彼は、執拗にジアンを責め立てる。かつては幼なじみなのに容赦がない。こうしてグァンイルはドラマの序盤でジアンに激しい暴力をふるう。
見ていて、本当に辛い場面だった。
実際、韓国で放送されたときは厳しい批判が起きている。「容認できない暴力シーン」という声が多かった。
屈強な男(グァンイル)が線の細い女性(ジアン)に生々しい暴力をふるうシーンには、私も不快感を持った。もっと、他の描写でそのような状況を伝える方法もあったはずなのに……。

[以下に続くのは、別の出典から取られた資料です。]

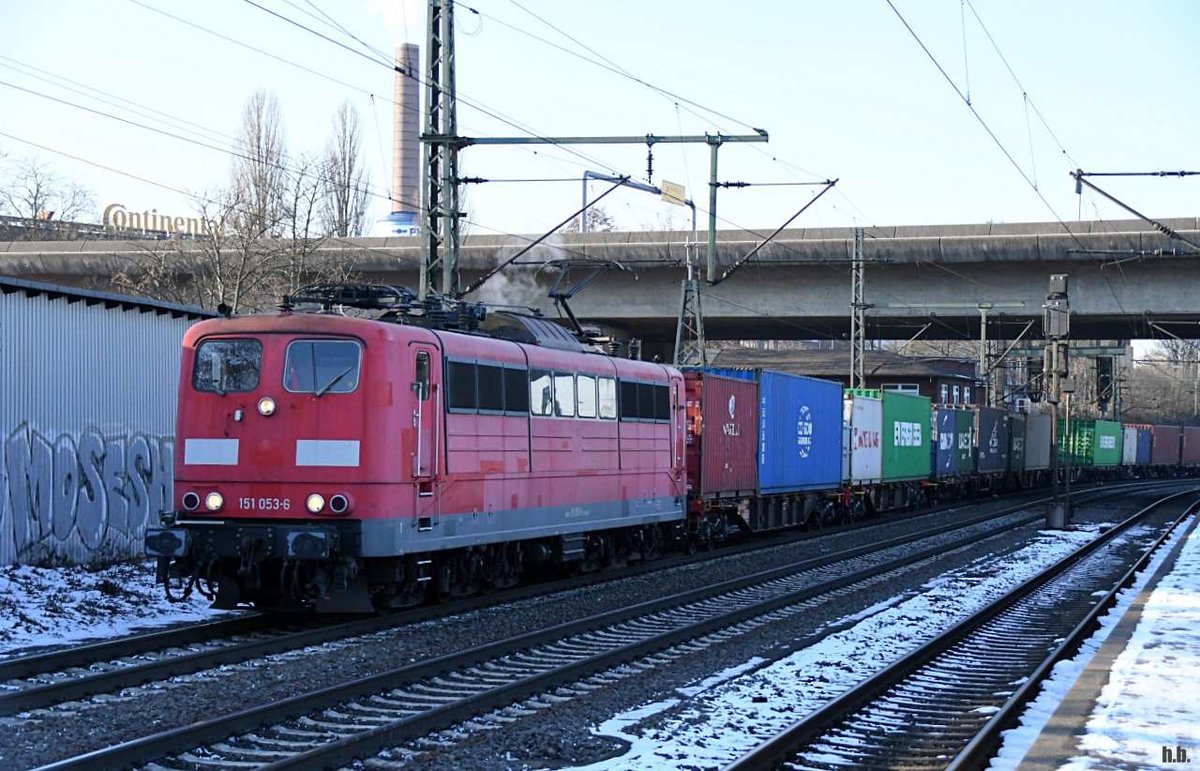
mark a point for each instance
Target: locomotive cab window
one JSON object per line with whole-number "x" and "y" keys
{"x": 227, "y": 365}
{"x": 461, "y": 393}
{"x": 491, "y": 388}
{"x": 645, "y": 401}
{"x": 322, "y": 366}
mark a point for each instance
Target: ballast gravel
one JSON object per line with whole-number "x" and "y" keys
{"x": 551, "y": 739}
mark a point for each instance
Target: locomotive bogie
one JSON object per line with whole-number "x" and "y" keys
{"x": 348, "y": 464}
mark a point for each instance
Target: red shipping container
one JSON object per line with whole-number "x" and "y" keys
{"x": 1191, "y": 452}
{"x": 723, "y": 435}
{"x": 1164, "y": 449}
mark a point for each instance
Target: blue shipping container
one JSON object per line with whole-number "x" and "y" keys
{"x": 1145, "y": 442}
{"x": 799, "y": 430}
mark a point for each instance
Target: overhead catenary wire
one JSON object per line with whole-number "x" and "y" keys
{"x": 610, "y": 65}
{"x": 588, "y": 163}
{"x": 465, "y": 100}
{"x": 1000, "y": 144}
{"x": 203, "y": 198}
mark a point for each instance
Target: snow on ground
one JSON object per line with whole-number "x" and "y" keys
{"x": 1117, "y": 737}
{"x": 717, "y": 725}
{"x": 53, "y": 607}
{"x": 1149, "y": 703}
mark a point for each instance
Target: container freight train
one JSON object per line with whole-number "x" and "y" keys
{"x": 348, "y": 464}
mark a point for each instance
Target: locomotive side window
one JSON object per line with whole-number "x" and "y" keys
{"x": 586, "y": 394}
{"x": 629, "y": 401}
{"x": 607, "y": 398}
{"x": 661, "y": 402}
{"x": 564, "y": 395}
{"x": 491, "y": 388}
{"x": 516, "y": 390}
{"x": 322, "y": 366}
{"x": 227, "y": 365}
{"x": 421, "y": 384}
{"x": 645, "y": 401}
{"x": 541, "y": 401}
{"x": 461, "y": 386}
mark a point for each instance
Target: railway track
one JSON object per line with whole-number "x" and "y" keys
{"x": 47, "y": 679}
{"x": 945, "y": 704}
{"x": 491, "y": 685}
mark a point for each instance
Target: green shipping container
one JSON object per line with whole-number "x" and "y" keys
{"x": 906, "y": 452}
{"x": 1090, "y": 442}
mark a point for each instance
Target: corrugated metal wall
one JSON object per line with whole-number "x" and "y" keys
{"x": 88, "y": 416}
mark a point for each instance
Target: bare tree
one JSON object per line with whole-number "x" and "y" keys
{"x": 599, "y": 220}
{"x": 259, "y": 174}
{"x": 31, "y": 189}
{"x": 246, "y": 270}
{"x": 345, "y": 184}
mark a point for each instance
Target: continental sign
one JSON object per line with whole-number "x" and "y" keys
{"x": 119, "y": 217}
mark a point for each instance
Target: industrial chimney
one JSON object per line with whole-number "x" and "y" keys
{"x": 406, "y": 189}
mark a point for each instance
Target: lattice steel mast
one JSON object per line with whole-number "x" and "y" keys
{"x": 439, "y": 173}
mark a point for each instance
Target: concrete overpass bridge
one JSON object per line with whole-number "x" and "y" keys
{"x": 1125, "y": 275}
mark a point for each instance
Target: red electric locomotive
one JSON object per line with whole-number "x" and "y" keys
{"x": 347, "y": 464}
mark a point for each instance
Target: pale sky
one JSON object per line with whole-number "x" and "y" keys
{"x": 843, "y": 88}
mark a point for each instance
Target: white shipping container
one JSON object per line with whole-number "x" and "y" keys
{"x": 1128, "y": 447}
{"x": 1037, "y": 442}
{"x": 88, "y": 420}
{"x": 864, "y": 418}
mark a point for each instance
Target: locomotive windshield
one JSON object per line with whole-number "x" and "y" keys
{"x": 322, "y": 366}
{"x": 227, "y": 365}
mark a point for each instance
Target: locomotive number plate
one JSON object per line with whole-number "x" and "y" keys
{"x": 264, "y": 504}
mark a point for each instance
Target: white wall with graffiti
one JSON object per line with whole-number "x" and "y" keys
{"x": 87, "y": 422}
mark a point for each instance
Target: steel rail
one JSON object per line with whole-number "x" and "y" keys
{"x": 107, "y": 681}
{"x": 220, "y": 728}
{"x": 989, "y": 736}
{"x": 783, "y": 747}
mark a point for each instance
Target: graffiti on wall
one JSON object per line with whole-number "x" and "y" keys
{"x": 82, "y": 497}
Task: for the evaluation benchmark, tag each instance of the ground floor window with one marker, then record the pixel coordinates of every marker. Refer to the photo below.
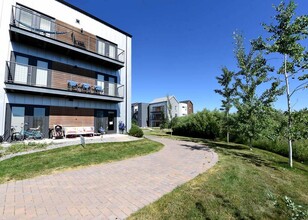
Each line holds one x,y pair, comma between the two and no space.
45,118
23,117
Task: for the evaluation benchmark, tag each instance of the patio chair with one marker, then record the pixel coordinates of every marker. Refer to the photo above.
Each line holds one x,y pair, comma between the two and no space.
85,87
98,89
72,85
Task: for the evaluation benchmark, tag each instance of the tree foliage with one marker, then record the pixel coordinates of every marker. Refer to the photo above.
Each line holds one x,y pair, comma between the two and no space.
227,92
286,36
251,104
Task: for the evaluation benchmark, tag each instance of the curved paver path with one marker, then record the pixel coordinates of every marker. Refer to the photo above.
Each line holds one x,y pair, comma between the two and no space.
107,191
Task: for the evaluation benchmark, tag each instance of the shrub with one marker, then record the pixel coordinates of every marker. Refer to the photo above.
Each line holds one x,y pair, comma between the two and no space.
135,131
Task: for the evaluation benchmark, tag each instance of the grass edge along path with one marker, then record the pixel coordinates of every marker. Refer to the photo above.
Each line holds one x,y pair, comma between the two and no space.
72,157
244,184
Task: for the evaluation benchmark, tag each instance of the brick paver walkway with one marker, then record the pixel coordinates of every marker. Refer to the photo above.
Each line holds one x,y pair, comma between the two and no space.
107,191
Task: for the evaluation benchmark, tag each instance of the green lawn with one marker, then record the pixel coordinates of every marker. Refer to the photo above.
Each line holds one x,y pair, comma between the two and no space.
47,162
244,184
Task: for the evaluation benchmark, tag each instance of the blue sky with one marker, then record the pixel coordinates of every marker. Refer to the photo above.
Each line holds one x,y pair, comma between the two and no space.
180,46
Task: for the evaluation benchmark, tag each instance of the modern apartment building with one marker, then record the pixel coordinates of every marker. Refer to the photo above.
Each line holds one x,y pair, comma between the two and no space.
140,114
152,114
186,108
162,108
62,65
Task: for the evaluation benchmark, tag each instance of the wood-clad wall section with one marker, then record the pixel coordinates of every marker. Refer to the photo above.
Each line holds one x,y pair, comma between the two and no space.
75,117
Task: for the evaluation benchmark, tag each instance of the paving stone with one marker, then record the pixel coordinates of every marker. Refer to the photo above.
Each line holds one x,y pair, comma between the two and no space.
106,191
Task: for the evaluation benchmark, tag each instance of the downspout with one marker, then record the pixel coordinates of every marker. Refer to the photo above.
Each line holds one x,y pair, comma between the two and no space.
126,121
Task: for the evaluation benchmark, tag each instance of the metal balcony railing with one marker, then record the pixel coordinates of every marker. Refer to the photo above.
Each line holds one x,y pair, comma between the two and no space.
22,74
34,22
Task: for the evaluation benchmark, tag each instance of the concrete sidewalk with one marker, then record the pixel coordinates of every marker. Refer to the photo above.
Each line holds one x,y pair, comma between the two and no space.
107,191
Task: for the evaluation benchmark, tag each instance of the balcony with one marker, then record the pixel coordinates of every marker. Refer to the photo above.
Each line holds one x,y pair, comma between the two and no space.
33,28
32,79
157,110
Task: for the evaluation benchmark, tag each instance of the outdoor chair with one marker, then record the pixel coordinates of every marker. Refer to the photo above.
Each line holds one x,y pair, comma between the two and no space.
98,89
72,85
85,87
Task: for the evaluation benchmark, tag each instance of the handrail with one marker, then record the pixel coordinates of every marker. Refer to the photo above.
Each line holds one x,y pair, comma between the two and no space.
65,34
24,74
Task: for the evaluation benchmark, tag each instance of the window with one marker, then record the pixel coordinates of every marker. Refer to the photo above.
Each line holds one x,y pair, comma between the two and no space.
34,21
106,48
21,70
18,118
41,73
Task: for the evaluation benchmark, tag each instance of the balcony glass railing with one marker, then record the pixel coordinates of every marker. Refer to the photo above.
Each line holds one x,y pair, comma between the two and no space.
33,21
23,74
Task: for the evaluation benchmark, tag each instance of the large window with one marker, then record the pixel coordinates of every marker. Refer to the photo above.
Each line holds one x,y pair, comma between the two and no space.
34,21
106,48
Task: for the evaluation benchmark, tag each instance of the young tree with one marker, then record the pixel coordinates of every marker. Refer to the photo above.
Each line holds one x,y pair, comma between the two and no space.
251,104
227,92
286,37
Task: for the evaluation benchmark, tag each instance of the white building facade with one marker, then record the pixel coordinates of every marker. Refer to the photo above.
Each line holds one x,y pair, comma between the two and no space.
61,65
162,108
182,109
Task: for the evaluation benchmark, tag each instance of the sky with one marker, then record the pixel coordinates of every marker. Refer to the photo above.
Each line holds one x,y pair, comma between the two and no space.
180,46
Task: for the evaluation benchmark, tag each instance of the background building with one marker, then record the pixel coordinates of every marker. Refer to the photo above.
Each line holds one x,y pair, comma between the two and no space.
61,65
162,108
140,114
189,106
154,113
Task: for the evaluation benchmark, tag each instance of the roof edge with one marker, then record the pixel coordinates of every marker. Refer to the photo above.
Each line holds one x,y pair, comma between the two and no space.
93,17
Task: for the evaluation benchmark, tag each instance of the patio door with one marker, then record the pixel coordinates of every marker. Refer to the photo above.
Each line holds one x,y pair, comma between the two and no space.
17,118
41,73
21,70
111,121
112,86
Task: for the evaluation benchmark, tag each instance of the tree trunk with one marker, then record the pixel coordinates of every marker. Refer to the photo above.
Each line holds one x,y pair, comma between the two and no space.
250,143
289,112
228,126
228,137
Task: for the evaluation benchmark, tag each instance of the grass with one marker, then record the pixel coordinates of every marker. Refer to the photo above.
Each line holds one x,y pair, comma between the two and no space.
47,162
22,147
243,185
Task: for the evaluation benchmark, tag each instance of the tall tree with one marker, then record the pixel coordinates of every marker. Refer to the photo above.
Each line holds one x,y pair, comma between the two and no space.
287,34
227,92
251,102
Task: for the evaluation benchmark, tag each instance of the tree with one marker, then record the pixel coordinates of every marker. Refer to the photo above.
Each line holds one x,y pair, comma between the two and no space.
286,37
251,104
227,93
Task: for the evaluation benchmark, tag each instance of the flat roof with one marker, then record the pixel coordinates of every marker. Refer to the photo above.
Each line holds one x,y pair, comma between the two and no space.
92,16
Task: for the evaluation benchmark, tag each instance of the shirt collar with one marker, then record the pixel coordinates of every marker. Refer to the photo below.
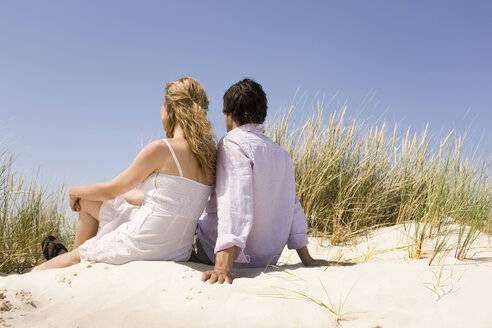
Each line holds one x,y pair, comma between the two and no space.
252,127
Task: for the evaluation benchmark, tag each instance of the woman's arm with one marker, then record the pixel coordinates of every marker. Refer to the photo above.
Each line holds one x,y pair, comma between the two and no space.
134,197
147,161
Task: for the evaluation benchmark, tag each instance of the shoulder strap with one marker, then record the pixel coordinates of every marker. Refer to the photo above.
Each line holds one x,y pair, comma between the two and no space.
175,158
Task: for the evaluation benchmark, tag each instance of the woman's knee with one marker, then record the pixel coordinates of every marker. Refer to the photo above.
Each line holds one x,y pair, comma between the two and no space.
91,207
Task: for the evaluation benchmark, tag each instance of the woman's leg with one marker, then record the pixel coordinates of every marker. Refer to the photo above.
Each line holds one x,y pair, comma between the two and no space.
86,228
61,261
88,221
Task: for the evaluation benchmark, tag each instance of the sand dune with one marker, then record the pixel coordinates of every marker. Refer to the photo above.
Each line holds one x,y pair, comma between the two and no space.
386,289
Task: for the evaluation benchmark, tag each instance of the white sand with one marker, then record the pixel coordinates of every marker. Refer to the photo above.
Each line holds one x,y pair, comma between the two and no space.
387,289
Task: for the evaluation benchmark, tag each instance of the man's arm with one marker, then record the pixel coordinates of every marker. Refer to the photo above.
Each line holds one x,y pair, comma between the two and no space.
222,271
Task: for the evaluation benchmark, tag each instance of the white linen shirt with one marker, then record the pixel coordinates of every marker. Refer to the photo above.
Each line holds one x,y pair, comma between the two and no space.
254,206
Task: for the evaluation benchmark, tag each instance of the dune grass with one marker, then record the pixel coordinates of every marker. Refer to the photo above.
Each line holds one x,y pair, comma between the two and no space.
28,213
351,178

韓国ドラマには自制しなければならない暴力シーンが多すぎる。『マイ・ディア・ミスター~私のおじさん』の「あの場面」もまさにそれに該当した。
このドラマの序盤といえば、IU(イ・ジウン)も体調が悪くて降板を申し出るほどだった。そんな彼女が暴行シーンの被害者としての撮影に加わって、どのように辛かったか。
『マイ・ディア・ミスター~私のおじさん』は韓国ドラマ史に残る大傑作だが、すべてが称賛できるわけではない。見過ごせない瑕疵(かし)もある。
ドラマを見ていて、グァンイルがジアンに対して「隠れた愛情」を持っていたことは明らかだが、暴力でその心情を表わそうとしたのは拙速だった。
そんなシーンを撮影しているとき、IU(イ・ジウン)はどんな心情になっていたのだろうか。